19. The method of Claim 1, wherein the current block corresponds to a PU (prediction unit) or a CU (coding unit).

20. An apparatus for three-dimensional or multi-view video coding, the apparatus comprising one or more electronic circuits configured to:

receive input data associated with a current block of a current picture in a current dependent view, wherein the current block is associated with one or more current motion or disparity parameters;

determine a corresponding block in a temporal reference picture in the current dependent view for the current block;

determine reference residual for the corresponding block according to said one or more current motion or disparity parameters; and

apply predictive encoding or decoding to the current block based on the reference residual.

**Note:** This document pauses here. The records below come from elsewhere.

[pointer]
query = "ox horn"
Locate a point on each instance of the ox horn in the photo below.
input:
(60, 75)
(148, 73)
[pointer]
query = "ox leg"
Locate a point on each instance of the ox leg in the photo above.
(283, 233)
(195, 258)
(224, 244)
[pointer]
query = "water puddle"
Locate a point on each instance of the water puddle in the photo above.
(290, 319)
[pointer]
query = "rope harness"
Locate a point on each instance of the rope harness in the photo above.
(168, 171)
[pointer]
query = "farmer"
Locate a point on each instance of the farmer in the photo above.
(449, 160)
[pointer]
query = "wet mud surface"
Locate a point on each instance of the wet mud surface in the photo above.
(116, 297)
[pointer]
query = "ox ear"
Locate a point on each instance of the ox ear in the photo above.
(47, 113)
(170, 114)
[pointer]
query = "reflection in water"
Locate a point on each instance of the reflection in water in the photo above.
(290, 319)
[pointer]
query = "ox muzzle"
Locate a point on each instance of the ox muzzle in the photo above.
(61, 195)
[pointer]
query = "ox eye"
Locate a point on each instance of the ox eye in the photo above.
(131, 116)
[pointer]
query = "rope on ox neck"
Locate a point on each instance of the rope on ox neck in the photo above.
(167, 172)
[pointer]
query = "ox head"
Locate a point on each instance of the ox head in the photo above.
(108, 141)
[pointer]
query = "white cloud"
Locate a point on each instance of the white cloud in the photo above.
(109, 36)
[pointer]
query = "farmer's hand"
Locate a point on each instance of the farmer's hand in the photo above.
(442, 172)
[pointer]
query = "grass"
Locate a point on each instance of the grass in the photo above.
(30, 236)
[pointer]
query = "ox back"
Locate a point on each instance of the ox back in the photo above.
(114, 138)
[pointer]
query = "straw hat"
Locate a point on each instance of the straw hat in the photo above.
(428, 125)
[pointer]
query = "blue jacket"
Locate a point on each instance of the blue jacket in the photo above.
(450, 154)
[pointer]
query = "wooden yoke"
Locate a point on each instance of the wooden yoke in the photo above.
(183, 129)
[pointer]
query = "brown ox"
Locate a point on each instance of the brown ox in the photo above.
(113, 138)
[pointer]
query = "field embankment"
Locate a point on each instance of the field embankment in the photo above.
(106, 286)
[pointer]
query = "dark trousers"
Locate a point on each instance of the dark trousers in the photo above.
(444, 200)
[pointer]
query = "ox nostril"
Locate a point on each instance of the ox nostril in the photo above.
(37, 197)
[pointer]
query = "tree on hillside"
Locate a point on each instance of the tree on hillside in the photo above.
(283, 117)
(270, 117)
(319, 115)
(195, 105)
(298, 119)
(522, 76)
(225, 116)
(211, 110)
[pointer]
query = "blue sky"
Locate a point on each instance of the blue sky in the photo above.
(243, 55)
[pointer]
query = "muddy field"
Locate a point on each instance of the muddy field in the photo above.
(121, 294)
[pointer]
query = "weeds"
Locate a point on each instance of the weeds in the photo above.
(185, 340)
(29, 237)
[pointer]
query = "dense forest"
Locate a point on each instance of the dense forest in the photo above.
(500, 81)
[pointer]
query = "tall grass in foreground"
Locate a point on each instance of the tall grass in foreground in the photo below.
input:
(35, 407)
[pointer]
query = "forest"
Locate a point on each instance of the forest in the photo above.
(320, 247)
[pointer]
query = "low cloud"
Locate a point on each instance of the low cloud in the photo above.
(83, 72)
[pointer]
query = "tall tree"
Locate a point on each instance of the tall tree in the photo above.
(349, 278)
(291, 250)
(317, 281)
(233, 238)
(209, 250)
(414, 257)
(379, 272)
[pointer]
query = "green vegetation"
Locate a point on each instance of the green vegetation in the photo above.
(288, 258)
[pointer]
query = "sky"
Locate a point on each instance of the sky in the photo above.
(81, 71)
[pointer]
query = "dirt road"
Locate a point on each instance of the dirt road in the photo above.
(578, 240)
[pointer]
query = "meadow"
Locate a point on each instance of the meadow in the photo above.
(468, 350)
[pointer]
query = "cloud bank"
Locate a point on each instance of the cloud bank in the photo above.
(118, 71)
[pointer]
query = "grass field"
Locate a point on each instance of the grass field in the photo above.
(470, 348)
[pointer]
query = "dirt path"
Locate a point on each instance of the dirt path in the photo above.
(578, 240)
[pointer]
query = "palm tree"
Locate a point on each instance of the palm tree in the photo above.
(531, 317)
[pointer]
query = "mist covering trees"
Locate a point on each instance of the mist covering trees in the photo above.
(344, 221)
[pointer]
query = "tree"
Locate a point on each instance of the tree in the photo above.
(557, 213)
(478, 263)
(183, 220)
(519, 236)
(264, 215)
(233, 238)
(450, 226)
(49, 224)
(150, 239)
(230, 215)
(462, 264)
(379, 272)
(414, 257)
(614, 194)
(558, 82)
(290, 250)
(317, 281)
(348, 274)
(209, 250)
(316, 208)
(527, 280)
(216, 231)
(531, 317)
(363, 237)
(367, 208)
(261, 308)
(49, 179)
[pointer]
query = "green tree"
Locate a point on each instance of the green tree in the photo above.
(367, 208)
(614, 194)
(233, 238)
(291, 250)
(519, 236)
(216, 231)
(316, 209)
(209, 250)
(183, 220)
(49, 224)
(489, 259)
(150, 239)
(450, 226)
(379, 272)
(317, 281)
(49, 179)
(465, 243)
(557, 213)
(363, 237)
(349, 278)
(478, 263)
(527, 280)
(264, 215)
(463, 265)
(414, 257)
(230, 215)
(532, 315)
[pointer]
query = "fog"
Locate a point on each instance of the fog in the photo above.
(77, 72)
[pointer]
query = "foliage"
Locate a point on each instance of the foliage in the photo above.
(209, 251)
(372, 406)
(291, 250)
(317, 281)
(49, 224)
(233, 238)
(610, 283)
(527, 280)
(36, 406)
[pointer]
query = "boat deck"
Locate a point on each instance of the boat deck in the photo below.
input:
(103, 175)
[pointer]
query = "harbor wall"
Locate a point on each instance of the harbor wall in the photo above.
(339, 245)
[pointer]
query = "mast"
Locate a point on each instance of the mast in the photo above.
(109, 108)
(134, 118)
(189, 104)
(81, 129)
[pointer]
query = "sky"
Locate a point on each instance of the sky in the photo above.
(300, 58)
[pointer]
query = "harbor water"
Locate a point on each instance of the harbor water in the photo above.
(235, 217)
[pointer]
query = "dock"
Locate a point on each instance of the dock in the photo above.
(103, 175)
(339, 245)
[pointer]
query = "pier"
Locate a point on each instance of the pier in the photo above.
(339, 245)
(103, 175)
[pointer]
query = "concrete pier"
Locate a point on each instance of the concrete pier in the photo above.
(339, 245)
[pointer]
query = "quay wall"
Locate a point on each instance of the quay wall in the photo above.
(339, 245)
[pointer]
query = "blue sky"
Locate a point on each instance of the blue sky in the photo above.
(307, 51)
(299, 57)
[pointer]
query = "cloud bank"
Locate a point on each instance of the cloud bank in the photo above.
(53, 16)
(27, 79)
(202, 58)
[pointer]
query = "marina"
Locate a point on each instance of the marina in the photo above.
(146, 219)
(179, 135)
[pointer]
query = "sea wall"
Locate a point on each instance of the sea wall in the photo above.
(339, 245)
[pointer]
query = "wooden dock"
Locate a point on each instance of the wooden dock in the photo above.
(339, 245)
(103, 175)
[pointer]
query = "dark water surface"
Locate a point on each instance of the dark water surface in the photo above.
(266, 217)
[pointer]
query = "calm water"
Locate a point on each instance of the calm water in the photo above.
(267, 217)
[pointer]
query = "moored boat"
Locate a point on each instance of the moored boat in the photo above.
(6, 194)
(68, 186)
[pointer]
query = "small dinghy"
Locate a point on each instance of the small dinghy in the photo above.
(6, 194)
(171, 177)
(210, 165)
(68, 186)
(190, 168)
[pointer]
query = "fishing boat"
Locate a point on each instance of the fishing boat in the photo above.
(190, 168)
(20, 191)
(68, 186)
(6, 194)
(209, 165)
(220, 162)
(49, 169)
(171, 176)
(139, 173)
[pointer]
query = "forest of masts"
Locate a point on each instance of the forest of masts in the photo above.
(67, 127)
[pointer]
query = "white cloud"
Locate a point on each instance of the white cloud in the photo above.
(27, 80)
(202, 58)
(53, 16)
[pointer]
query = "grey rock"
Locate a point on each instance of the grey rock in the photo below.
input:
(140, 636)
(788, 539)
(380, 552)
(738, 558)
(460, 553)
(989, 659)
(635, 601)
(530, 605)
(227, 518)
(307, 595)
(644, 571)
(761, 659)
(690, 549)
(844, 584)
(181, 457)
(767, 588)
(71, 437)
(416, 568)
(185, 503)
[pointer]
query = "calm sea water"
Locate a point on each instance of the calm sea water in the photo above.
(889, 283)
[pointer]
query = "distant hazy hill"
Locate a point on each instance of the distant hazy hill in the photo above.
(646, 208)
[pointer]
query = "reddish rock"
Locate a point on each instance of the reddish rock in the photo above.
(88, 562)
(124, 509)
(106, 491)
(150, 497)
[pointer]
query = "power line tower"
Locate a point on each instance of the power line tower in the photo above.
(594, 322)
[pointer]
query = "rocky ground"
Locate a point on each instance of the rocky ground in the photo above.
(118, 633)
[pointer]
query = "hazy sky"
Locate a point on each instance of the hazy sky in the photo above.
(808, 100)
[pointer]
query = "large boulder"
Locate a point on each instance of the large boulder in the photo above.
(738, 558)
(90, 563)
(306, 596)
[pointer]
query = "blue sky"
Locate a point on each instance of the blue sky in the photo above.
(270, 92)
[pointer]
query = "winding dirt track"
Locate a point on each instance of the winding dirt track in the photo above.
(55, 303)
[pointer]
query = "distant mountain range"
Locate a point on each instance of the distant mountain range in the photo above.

21. A method for three-dimensional or multi-view video coding, the method comprising: receiving input data associated with a current block of a current picture in a current dependent view;

determining a corresponding block in an inter-view reference picture in a reference view for the current block using a DDV (derived DV) of the current block;

determining a first temporal reference block of the current block using a first motion vector of the current block;

determining a second temporal reference block of the corresponding block using the first motion vector;

determining reference residual for the corresponding block from the first temporal reference block and the second temporal block;

determining current residual from the current block and the corresponding block in the inter-view reference picture; and

applying predictive encoding or decoding to the current residual based on the reference residual; and

wherein the DDV is derived according to ADVD (adaptive disparity vector derivation), the ADVD is derived based on one or more temporal neighboring blocks and two spatial neighboring blocks of the current block, and said two spatial neighboring blocks are located at an above-right position and a left-bottom position of the current block.